Simple Success: Crews' Approach To The Game

Saint Louis interim head coach Jim Crews has used a basic methodology to lead the Billikens to success this season.'s Ben Weixlmann takes a look into what that means.

"We are just trying to take it one game at a time."

That's a phrase we hear so often from coaches in nearly every sport. So much so, that it's practically gone past the point of being cliché. It's almost difficult to take seriously. That is, unless you're hearing it from Saint Louis interim head coach Jim Crews.

Coming from a man that's seen it from the very top, Crews employs a rather simple approach to the game of basketball.

As a member of the 1976 Indiana Hoosiers, he experienced what it feels like to finish a season unblemished. At Evansville, he tasted the sweet success of multiple conference championships and NCAA berths. At Army, he built a team from five wins his first year to double-digit victories during his final three years. And this year, after the adversity and tragedy he and his team have been through, Crews patrols a team that sits atop the Atlantic 10 Conference standings.

So, following one of the best weeks in recent memory for the SLU program, it was just business as usual for the leading A-10 Coach of the Year candidate.

"Tomorrow doesn't come until midnight tonight," he said after a 65-61 win over No. 15-ranked Butler. "Today brings enough problems. We don't worry about tomorrow. We're pretty simple, we're very simple."

Sticking true to his word, instead of instituting a new system for the 2012-13 season, Crews has kept many of the offensive and defensive pieces that worked for the Billikens last year under late legendary coach Rick Majerus.

"He's a really agreeable guy," junior forward Dwayne Evans said. "He's got some really significant sets that we've been running, so there's a little bit of variation. But for the most part, it's Coach Majerus' system. It's done a lot for the guys, carrying over, so you don't have to learn completely new plays.
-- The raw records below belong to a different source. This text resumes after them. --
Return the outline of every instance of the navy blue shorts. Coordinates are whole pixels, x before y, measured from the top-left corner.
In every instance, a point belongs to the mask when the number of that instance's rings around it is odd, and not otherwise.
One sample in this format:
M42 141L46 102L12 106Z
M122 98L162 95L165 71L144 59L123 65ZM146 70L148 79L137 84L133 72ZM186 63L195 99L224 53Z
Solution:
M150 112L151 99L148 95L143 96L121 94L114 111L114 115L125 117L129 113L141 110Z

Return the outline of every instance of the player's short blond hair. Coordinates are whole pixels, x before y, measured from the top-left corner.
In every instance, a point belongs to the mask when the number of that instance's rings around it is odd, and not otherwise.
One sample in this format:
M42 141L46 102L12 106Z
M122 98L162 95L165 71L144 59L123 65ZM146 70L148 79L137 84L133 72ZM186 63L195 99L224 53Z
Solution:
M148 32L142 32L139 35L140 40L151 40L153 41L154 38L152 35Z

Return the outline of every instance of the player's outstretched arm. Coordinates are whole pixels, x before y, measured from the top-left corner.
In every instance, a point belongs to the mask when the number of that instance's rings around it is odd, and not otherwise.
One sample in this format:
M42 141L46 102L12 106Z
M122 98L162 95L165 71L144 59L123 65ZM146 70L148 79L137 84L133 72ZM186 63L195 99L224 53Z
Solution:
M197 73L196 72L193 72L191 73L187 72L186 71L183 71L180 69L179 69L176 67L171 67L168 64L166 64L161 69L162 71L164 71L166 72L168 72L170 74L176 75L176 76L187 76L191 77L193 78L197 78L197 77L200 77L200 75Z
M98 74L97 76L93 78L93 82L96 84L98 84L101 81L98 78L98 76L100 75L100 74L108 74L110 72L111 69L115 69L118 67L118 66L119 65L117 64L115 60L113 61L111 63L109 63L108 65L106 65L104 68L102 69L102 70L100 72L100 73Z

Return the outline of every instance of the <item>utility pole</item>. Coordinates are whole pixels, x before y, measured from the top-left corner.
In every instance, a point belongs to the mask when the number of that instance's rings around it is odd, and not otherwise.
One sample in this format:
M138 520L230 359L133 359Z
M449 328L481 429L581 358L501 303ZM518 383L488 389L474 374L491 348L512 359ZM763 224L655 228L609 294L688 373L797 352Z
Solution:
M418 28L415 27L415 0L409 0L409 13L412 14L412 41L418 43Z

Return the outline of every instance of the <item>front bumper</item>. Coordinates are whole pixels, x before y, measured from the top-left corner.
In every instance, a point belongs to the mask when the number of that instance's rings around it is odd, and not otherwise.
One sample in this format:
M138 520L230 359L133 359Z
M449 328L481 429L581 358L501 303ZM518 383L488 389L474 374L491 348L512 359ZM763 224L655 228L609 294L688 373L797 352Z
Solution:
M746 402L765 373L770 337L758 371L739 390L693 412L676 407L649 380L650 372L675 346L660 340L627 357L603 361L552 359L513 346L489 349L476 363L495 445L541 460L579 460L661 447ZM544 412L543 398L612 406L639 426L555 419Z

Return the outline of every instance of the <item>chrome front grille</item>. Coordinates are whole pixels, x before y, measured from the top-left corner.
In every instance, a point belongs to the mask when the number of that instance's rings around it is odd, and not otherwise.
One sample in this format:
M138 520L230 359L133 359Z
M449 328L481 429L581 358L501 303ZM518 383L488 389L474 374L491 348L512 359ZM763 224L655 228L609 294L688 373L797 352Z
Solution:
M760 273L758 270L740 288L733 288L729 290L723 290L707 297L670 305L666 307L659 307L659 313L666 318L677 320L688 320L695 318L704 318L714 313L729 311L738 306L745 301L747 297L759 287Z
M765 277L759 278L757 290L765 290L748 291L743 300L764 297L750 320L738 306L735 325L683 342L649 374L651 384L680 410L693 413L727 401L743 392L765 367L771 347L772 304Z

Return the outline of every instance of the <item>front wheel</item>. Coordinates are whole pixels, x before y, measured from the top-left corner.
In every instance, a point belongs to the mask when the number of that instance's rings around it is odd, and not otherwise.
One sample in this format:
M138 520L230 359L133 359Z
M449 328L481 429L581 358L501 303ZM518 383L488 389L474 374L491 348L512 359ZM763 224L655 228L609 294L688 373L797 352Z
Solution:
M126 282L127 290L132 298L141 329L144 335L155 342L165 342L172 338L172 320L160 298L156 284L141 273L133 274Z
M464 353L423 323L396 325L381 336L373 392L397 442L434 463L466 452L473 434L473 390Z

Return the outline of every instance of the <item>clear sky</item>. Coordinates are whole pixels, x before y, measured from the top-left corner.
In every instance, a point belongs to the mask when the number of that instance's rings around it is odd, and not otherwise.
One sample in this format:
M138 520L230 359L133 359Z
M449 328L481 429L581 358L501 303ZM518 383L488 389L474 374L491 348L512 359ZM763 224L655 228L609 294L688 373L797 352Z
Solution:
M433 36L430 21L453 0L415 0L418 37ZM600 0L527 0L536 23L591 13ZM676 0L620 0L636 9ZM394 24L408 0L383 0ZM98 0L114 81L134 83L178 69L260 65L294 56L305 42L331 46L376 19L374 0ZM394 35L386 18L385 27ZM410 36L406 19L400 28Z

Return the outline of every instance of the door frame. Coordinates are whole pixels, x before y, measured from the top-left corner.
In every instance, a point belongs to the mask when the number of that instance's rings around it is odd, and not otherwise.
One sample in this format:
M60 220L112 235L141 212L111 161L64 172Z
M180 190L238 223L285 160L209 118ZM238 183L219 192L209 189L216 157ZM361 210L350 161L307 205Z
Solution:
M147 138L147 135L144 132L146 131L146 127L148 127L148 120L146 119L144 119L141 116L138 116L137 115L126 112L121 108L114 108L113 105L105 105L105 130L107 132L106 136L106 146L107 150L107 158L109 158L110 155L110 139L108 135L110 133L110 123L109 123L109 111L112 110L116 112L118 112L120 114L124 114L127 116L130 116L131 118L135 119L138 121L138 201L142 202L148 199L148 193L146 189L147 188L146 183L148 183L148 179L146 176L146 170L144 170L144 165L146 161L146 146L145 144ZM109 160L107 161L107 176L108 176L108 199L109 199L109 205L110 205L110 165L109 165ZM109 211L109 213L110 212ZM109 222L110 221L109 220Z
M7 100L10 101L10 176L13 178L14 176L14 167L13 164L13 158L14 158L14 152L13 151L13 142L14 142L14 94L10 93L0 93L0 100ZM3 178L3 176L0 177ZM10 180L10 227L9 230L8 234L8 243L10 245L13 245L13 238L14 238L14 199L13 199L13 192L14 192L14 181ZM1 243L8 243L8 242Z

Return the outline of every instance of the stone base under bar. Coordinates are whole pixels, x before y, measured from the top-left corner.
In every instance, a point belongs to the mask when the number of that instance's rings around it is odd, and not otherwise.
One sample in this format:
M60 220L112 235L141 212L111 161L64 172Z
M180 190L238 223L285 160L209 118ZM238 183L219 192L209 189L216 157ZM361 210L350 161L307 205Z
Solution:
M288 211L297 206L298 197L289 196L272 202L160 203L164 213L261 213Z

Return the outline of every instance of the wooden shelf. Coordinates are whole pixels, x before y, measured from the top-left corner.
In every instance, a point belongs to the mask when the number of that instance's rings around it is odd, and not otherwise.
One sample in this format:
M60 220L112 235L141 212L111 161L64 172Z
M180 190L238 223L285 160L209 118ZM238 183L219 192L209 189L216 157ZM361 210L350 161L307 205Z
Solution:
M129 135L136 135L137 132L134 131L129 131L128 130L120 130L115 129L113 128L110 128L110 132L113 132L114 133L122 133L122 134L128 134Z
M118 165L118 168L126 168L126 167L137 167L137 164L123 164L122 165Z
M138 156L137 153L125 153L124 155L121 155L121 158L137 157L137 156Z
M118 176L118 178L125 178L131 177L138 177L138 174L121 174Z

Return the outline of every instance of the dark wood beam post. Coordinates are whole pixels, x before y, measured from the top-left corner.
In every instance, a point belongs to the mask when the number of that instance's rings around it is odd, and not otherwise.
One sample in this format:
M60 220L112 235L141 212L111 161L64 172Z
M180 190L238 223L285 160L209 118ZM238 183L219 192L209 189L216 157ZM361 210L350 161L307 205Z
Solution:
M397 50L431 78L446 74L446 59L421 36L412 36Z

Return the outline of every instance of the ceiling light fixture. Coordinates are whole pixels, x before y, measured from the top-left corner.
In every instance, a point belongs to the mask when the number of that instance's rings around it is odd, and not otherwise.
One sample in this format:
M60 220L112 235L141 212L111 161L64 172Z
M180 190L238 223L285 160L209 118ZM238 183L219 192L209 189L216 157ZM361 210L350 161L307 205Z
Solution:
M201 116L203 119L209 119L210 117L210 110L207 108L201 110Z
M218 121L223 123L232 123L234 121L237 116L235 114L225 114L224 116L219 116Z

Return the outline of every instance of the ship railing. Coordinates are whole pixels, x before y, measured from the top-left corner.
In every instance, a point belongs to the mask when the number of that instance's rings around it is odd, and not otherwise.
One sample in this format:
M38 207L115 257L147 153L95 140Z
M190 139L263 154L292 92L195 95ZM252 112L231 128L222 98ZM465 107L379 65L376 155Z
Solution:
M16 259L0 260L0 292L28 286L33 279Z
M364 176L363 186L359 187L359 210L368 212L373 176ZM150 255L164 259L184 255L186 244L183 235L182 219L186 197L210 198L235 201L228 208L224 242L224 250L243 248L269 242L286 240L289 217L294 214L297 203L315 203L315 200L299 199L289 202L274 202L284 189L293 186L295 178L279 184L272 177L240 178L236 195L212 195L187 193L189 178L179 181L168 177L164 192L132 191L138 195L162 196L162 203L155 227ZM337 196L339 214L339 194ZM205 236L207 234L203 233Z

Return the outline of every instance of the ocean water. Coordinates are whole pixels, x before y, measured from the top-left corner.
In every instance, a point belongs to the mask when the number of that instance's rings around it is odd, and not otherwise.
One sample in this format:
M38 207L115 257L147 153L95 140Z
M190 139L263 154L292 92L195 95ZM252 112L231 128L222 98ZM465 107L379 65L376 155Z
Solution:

It's just been nice to have some stability."

Whether it's on or off the court, Crews has truly preached a one-game mentality to the rest of his staff and his players.

After a home win over Charlotte earlier this month, and with a big game looming against Virginia Commonwealth, Crews readily admitted that he was in the dark about the Rams – saying, "I haven't seen anything [of VCU]."

Despite his short time being in charge of the program, his players have bought into that philosophy as well.

"That's been a pretty good strength of theirs," Crews said. "They don't look too far backwards and they don't look too far forwards. . .They're young, they don't look too far in front of them. I guess that's a positive in life."

If that time were to come, it would likely be now. At 21-5 and 10-2 in Atlantic 10 play, having won nine straight games, the Billikens are poised for a second straight NCAA Tournament appearance.

With four games remaining on the regular season slate, SLU is in the driver's seat to win its first conference title since 1970-71.

In Crews' mind, though, four more games means there is a quarter of the conference season left to go. His attitude since the conference opener against Massachusetts on Jan. 10 has been that each A-10 tilt is a 1/16th piece of the final goal – an Atlantic 10 Championship.

It doesn't matter to Crews that his team will be ranked in the Top 25, or that national media types are starting to latch on to his squad as one that could make noise in the NCAA Tournament.

"I don't care if a guy in Idaho thinks I have a good job or not," Crews said. "Or a guy in South Bend. Our locker room knows the truth. Our self-worth isn't about trying to please someone here or there or some poll. You'll never be happy in life if you do that."

So on Wednesday, when the Billikens take the floor looking for their tenth straight victory, St. Joe's will be the biggest game of the year.

"We can all stand up and shout at the mountains if we win a game or win a championship," Crews said. "Our job is to teach young guys to be leaders. Those things are going to carry them in life. Games come and go, but relationships and being a great teammate don't."

Success isn't simple, but Crews and SLU are proving that a basic approach can pay dividends.